BARCLAYS’ new boss has told staff they should leave if they do not want to sign up to a set of standards aimed at rebuilding the British bank’s reputation after a string of scandals.

Antony Jenkins, who took over as chief executive at the end of August last year after the bank was rocked by an interest rate rigging scandal, said yesterday that bonuses and performance would be assessed against a new “Purpose and Values” blueprint.

“I have no doubt that the overwhelming majority of you… will enthusiastically support this move. But there might be some who don’t feel they can fully buy in to an approach that so squarely links performance to the upholding of our values,” Jenkins said in a memo to his 140 000 staff.

“My message to those people is simple: Barclays is not the place for you. The rules have changed.

“You won’t feel comfortable at Barclays and, to be frank, we won’t feel comfortable with you as colleagues.”

Barclays’ reputation was hammered after it was fined £290 million (R4.1 billion) in June last year for rigging the London interbank offered rate (Libor), which unearthed concerns by Britain’s financial regulator about its culture.

Barclays and other UK banks were also tarnished by scandals involving the mis-selling of financial products.

Jenkins, who took over after Bob Diamond stepped down in the wake of the Libor scandal, said he was putting five values at the heart of his plan: respect, integrity, service, excellence and stewardship.

He will unveil his strategic plan on February 12 , which he said would “excite” staff on what the future holds. But he added that setting new standards was equally important to the bank’s long-term success.

“The behaviour which made those headlines in 2012 took place in the past. But it helped underline how banking as a whole had lost its way, and had lost touch with the values on which reputation and trust were built,” he said.

“Over a period of almost 20 years, banking became too aggressive, too focused on the short term, too disconnected from the needs of our customers and clients, and wider society. We were not immune at Barclays from these mistakes.”
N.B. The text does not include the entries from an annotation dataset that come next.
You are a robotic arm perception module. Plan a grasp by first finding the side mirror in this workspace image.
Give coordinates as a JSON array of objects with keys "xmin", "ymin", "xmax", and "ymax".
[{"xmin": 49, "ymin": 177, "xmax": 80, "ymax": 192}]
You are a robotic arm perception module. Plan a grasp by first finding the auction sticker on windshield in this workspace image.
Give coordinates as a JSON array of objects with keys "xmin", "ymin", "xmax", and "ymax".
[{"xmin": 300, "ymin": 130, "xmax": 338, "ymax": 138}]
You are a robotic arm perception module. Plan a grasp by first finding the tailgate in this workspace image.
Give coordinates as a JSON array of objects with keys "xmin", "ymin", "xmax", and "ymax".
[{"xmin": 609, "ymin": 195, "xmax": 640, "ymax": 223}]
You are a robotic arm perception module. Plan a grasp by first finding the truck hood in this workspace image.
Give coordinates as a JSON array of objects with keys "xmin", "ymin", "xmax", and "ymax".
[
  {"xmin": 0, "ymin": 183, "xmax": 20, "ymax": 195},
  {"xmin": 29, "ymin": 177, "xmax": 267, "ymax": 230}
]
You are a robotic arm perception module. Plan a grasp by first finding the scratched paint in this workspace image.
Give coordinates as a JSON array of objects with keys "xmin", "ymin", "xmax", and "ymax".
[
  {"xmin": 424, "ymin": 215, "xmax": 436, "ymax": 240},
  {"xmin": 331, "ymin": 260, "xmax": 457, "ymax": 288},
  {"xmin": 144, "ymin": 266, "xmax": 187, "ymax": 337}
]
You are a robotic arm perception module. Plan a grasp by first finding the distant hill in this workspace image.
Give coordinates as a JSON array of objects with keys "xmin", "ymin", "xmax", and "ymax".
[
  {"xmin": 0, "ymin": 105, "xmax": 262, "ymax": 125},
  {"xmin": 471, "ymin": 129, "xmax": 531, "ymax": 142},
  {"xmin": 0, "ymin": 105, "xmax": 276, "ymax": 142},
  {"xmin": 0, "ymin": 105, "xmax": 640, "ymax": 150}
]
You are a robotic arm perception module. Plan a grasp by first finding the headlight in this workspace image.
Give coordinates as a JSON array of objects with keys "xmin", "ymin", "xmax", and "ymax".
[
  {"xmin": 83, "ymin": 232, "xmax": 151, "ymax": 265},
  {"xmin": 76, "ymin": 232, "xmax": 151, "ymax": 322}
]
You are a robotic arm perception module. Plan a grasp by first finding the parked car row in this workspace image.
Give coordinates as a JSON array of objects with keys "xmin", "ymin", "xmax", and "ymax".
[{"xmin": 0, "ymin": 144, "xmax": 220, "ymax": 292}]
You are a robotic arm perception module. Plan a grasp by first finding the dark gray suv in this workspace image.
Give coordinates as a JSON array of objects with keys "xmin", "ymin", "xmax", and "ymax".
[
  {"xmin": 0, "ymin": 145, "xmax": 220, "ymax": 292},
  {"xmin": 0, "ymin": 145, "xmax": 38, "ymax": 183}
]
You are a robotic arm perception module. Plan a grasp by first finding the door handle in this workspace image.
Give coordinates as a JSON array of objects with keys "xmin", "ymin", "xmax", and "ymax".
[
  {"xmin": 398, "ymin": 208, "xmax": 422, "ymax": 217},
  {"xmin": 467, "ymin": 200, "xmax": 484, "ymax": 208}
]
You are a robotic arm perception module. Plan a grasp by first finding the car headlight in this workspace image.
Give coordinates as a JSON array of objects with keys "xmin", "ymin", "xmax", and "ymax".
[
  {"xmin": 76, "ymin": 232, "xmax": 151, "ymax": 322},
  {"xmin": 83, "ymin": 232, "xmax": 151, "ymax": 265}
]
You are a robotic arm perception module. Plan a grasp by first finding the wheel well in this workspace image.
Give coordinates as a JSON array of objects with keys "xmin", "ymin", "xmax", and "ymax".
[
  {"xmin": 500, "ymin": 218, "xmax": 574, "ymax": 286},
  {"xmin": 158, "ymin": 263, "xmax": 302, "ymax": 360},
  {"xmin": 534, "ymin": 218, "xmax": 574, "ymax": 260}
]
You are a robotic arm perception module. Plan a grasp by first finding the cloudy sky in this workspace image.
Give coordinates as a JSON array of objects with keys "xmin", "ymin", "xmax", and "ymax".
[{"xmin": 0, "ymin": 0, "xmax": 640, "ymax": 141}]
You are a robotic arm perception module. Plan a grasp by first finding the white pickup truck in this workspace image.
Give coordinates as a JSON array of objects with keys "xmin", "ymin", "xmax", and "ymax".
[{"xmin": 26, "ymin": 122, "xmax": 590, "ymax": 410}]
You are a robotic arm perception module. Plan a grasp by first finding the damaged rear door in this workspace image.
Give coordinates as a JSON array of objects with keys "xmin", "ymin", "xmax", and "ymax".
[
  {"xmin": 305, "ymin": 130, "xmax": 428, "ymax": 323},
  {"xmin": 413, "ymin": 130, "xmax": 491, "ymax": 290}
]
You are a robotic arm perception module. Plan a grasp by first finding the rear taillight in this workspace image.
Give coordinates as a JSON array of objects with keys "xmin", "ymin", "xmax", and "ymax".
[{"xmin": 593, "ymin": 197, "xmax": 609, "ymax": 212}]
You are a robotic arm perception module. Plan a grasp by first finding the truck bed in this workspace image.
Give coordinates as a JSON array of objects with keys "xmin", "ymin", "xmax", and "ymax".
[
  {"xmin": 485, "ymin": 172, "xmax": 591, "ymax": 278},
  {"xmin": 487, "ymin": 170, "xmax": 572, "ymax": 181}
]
Jenkins said bankers pursued short-term profits at the expense of the bank’s values and reputation, and in the coming weeks more than 1 000 staff would be trained to spread the new values and embed them throughout the bank.

“Performance assessment will be based not just on what we deliver but on how we deliver it. We must never again… reward people for making the bank money in a way that is unethical or inconsistent with our values,” he said.